A divorce late in life for some seniors means that, after many years together, they have grown apart from their spouses and decided to move on alone. While the split may be amicable, both sides need to understand the importance of property division during the divorce. Older couples in California and other states should consult with an attorney and financial consultant to understand the specific rules for dividing assets.
Older couples with a solid, high-earning history often have acquired multiple income yielding accounts. With multiple 401(k)s, annuities, pensions and IRAs, it can be increasingly difficult to divide everything equally. In some cases, couples may decide to trade off assets to avoid cashing in annuities and losing value. People should avoid the temptation of trying to split accounts 50-50. Some accounts are more complex than others and may require a professional.

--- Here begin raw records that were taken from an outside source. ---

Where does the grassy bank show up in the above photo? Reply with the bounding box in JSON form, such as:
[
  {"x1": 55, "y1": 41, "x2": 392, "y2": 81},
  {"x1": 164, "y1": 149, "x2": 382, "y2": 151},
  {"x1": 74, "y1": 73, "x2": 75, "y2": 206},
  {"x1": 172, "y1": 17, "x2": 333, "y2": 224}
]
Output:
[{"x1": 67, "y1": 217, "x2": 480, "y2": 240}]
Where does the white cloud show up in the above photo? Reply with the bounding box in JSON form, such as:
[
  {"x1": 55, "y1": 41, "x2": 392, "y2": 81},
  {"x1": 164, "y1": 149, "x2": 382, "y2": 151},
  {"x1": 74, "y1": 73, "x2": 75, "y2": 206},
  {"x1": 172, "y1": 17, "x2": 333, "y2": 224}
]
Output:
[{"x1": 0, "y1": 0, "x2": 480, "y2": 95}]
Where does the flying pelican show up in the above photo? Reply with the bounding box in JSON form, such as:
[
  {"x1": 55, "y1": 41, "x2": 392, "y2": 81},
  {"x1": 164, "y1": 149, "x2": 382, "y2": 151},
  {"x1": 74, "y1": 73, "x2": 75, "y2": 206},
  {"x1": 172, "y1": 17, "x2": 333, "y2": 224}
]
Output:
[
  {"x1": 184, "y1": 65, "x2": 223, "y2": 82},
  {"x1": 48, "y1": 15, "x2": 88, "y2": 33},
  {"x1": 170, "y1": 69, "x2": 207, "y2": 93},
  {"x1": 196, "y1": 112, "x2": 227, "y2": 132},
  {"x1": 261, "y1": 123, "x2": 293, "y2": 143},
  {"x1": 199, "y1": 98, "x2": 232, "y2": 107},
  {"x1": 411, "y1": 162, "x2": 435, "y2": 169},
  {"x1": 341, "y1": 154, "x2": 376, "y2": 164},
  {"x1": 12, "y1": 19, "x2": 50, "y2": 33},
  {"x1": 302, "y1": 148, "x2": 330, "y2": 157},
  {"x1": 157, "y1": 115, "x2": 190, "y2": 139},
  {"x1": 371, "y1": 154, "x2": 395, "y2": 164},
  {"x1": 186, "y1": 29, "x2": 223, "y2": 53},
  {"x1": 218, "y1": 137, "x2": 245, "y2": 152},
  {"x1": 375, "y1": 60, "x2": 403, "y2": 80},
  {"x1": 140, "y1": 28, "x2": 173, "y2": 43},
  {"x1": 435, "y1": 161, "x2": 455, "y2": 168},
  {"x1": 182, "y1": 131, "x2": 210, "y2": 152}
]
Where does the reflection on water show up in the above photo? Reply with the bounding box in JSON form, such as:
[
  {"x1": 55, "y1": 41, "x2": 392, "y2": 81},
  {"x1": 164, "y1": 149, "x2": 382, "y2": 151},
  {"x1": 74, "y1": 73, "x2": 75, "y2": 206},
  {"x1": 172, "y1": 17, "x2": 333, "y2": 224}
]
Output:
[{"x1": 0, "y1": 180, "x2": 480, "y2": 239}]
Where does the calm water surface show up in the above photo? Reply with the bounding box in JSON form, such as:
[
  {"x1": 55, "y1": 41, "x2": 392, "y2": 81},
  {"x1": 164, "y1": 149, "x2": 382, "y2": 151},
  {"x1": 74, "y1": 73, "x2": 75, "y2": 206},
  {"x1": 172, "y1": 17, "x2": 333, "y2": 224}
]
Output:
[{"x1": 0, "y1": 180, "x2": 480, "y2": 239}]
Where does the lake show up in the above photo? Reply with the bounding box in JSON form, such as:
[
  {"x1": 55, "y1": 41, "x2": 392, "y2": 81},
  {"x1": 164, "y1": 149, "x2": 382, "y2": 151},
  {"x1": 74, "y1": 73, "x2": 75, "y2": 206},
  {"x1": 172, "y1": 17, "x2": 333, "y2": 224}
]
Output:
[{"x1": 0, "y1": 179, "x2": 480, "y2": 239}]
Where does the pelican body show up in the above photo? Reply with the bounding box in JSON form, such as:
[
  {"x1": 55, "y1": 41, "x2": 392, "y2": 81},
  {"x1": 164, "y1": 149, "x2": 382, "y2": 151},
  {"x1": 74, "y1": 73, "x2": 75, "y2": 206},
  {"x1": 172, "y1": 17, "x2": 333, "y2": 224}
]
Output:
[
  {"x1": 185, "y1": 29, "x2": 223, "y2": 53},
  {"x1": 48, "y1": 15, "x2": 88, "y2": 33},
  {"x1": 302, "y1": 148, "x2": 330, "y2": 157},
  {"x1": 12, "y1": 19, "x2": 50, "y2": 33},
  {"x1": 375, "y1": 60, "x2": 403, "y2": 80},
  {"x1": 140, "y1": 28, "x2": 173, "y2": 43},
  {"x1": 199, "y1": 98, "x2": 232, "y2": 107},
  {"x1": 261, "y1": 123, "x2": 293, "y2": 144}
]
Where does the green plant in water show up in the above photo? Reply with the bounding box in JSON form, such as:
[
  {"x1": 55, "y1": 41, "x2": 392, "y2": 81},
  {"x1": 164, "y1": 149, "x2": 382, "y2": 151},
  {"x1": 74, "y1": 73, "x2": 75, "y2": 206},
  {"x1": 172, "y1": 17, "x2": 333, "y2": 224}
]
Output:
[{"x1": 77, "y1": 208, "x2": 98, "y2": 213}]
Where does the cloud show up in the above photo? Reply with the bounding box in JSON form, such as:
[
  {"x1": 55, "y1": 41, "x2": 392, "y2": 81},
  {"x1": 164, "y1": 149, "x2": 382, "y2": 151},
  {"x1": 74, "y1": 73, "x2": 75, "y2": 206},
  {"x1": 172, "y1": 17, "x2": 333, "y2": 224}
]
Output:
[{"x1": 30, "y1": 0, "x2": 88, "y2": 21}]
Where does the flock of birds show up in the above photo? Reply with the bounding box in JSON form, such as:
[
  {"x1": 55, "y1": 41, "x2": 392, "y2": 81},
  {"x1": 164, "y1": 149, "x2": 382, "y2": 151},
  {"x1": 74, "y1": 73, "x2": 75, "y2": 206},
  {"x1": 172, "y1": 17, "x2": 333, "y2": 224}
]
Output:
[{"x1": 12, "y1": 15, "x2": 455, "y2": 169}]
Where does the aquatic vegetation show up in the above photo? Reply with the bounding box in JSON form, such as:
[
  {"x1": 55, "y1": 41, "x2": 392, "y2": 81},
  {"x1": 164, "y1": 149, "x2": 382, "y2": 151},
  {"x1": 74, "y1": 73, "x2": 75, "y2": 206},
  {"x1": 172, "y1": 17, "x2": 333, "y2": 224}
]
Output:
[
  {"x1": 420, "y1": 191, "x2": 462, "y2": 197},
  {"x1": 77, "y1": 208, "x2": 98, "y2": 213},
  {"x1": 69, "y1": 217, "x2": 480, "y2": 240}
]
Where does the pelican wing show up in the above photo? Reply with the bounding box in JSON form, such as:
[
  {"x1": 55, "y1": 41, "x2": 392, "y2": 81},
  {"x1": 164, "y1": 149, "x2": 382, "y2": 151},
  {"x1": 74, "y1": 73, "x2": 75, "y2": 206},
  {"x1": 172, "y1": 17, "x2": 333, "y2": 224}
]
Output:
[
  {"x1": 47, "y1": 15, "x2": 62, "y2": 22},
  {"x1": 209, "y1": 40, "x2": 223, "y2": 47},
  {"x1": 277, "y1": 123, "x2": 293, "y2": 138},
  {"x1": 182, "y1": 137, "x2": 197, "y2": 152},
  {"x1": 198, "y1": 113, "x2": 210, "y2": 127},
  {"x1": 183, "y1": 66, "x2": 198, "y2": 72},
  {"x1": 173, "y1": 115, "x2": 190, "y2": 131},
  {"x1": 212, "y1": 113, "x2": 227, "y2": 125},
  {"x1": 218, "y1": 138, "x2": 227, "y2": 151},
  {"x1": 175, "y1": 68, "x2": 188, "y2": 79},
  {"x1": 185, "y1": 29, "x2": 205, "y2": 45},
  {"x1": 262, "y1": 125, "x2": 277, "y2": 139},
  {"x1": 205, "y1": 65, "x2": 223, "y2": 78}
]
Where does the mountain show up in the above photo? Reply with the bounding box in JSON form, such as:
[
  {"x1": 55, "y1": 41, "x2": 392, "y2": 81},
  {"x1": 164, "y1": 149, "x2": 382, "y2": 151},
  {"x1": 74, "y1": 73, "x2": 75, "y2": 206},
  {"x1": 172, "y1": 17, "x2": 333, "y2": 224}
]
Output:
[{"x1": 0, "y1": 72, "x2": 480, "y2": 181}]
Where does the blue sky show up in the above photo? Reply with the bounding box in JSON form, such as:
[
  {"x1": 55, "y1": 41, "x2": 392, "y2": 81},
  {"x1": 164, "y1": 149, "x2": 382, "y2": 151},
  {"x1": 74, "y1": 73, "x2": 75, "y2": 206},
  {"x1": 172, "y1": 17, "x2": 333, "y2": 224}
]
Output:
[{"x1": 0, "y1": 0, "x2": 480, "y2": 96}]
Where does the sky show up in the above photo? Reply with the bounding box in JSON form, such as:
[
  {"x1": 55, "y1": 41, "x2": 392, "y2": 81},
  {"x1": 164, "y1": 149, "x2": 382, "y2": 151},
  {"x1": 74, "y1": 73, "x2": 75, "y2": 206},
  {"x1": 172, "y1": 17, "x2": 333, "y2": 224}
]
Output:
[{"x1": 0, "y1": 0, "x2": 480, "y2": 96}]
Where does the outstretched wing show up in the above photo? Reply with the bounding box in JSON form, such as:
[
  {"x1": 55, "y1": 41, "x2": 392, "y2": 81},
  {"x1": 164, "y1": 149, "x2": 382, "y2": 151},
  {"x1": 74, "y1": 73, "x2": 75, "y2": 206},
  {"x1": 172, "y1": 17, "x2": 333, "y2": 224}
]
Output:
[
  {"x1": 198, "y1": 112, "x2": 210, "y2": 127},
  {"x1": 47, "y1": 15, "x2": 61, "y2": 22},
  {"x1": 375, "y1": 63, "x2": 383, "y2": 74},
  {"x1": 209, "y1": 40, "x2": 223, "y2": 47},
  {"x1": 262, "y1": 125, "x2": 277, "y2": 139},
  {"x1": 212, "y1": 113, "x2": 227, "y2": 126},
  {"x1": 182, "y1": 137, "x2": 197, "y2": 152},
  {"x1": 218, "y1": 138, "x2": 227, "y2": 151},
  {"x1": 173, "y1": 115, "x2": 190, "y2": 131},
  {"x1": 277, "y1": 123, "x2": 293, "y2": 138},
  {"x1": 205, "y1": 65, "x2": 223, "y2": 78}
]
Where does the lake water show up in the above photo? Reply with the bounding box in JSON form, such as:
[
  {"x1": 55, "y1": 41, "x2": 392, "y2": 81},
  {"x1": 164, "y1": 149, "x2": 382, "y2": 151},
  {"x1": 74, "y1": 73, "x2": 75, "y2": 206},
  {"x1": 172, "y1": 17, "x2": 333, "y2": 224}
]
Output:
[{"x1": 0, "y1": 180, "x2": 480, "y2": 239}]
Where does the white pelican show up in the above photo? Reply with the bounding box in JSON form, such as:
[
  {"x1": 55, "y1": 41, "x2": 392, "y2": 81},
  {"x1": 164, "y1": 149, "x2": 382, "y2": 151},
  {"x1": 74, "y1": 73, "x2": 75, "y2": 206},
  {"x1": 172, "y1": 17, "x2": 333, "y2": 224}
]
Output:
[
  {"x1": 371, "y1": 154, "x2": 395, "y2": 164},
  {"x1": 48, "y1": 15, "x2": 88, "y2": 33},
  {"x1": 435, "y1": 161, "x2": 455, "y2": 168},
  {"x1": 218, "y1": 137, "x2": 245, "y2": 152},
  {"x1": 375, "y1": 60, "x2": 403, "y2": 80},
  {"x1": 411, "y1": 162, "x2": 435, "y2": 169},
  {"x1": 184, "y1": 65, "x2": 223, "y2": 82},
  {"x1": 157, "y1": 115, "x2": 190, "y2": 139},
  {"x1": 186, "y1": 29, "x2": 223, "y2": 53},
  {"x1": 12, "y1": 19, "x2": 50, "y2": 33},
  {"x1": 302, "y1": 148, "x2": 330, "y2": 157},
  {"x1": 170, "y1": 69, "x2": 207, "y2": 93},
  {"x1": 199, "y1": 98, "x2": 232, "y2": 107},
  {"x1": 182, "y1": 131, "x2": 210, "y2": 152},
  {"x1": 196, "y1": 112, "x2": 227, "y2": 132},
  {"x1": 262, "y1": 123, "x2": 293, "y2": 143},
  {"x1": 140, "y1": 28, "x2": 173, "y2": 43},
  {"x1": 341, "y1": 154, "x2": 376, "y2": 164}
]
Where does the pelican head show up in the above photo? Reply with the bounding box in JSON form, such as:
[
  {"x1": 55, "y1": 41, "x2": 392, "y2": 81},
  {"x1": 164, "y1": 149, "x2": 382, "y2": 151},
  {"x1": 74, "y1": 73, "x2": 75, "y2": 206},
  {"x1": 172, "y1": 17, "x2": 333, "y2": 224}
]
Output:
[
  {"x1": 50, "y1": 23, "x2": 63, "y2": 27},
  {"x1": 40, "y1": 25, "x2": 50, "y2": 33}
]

Some seniors fail to comprehend that their retirement plans will need to be divided and shared with their estranged spouse. Contributions made to 401(k) accounts come from mutual income, so each side is entitled to a share. Pension plans must be assessed to determine the value and may take several months before the plan is divided. Experts recommend waiting until the information is in writing before setting any terms for the division of the plan.
Divorce at any time in life can be difficult for everyone involved. In California, an attorney who has extensive knowledge in property division can make the experience more tolerable. The goal on each side should be to divide all assets so that both parties have a secure retirement and peace of mind for their golden years ahead.